Pak Widodo juga merupakan senior sekaligus guru toponimi. Beliau inilah sosok yang mengelola kesekretariatan toponimi di Indonesia semasa TimNas Pembakuan Nama Rupabumi masih ada.
ADVERTISEMENT
Saya masih ingat keberadaan sekretariat yang sederhana ini di ruang utama Bakosurtanal (kini Badan Informasi Geospasial [BIG]). Segala sesuatu disiapkan dan dikoordinasikan dalam ruang kecil di pojokan.
Sebuah sudut ruangan yang mengajarkan saya dan belakangn ini baru makin saya sadari bahwa adanya kesekretariatan menjadi kunci berjalannya roda koordinasi.
Hingga, akhirnya ruangan itu pun tak lagi menjadi tempat kami berdiskusi. Kami digusur halus untuk pindah ke sebuah sudut lain di bawah tangga di Gedung Pusat Pemetaan Dasar Rupabumi berada.
Sampai tiba masanya TimNas Pembakuan Nama Rupabumi dibubarkan. Lenyap pula sekretariat tersebut, meskipun sempat ada sebuah kelompok kerja kesekretariatan TimNas Pembakuan Nama Rupabumi.
Namun, dukungan yang kurang kuat sehingga tetap saja kurang greget keberadaan dan urgensi toponimi. Nah, seiring berjalannya waktu, kini BIG mendapatkan amanah sebagai koordinator penyelenggaraan nama rupabumi di Indonesia.
ADVERTISEMENT
***
Saya pun kembali bertanya, mampukah kita bersama menata dan merawat Indonesia melalui penamaan yang sesuai kaidah dan prinsip, sehingga melahirkan nama rupabumi baku?

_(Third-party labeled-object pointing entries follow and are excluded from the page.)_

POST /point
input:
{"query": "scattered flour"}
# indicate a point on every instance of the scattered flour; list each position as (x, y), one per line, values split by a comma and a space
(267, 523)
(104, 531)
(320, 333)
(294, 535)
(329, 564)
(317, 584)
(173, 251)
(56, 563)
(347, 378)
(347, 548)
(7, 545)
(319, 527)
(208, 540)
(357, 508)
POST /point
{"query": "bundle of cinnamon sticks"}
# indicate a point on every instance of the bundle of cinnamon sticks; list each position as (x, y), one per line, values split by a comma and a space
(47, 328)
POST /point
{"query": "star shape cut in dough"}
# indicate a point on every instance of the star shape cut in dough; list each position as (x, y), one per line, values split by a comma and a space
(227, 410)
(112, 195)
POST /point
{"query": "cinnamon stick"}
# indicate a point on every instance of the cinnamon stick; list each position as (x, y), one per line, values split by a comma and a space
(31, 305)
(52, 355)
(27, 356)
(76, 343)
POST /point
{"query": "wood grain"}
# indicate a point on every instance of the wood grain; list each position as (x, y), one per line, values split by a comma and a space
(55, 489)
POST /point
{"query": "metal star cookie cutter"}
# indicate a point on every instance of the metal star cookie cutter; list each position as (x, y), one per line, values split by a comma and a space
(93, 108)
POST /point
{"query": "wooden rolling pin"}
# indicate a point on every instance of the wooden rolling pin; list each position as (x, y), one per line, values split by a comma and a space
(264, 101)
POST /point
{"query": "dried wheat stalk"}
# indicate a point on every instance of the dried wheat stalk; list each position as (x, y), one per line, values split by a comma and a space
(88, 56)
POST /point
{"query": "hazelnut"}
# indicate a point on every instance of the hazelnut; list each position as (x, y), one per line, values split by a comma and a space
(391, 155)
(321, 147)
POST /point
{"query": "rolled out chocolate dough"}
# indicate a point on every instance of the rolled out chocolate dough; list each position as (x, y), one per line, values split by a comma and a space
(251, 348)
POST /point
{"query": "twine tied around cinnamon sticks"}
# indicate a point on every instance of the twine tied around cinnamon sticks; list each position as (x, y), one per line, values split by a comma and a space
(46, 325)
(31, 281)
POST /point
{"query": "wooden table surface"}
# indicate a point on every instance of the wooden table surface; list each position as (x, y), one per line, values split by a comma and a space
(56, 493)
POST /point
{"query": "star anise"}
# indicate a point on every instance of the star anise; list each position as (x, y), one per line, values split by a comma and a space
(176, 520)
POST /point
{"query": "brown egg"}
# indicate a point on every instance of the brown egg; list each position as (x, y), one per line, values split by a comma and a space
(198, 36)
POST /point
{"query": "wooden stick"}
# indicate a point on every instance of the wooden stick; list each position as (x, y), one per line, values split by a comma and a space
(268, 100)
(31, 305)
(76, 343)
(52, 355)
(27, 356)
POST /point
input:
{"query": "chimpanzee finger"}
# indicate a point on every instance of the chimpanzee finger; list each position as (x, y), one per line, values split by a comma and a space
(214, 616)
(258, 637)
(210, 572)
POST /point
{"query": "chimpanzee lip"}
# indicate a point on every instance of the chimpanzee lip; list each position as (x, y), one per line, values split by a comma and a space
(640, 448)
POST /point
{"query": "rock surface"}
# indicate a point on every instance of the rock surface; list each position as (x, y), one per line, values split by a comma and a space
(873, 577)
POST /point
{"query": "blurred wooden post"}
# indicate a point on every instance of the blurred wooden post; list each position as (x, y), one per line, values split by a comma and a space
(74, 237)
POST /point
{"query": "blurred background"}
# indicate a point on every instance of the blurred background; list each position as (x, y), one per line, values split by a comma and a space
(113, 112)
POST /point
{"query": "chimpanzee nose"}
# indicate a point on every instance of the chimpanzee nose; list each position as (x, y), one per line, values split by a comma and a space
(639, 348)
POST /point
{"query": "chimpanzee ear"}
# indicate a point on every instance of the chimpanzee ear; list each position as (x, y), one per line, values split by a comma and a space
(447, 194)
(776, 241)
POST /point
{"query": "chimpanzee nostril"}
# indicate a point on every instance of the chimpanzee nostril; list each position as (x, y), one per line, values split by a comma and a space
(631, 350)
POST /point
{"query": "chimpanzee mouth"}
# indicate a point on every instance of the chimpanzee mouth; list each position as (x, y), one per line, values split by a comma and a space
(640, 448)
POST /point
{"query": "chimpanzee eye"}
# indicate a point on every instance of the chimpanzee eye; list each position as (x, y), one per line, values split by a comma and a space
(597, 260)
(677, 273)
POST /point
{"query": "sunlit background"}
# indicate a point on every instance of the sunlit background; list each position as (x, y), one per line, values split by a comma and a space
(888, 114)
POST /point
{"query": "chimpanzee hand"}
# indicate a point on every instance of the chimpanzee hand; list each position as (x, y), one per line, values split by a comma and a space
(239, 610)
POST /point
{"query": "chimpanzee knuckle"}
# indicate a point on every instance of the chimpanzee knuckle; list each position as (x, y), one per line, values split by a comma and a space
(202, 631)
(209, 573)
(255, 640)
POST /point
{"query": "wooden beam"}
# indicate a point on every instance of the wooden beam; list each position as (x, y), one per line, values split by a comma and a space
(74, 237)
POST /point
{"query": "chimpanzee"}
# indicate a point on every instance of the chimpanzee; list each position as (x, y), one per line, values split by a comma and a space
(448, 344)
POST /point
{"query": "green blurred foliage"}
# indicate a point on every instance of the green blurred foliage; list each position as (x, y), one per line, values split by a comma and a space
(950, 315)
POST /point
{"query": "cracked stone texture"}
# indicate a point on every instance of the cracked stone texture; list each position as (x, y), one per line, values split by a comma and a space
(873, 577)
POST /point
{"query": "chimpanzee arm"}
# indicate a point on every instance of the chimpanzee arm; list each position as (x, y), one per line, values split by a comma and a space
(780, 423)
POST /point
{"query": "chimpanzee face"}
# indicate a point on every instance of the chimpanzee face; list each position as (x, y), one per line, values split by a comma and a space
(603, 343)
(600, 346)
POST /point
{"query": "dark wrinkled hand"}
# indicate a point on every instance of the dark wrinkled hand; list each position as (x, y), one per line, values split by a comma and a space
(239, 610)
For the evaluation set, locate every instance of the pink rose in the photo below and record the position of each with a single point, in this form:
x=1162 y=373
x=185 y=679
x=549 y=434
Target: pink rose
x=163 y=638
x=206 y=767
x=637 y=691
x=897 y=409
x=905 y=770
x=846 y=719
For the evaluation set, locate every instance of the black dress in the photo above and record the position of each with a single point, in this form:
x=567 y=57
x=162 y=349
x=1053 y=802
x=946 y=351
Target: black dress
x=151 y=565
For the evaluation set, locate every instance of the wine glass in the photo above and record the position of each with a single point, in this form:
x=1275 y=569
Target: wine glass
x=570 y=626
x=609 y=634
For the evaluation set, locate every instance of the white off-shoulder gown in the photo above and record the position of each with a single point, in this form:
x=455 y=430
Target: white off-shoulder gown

Inilah celoteh saya bagian ketiga, untuk momentum dan kesempatan belajar ke markas besar PBB di New York, saya kupas lain kesempatan.
Tiap kita mempunyai jalan hidup masing-masing, selalu ada peluang dan tantangan dalam menjalani roda kehidupan ini. Senantiasa belajar dari lingkungan sekitar dan melakukan perbaikan diri semoga menjadikan kita lebih baik dari sebelumnya.
Salam Sehat dan Tangguh!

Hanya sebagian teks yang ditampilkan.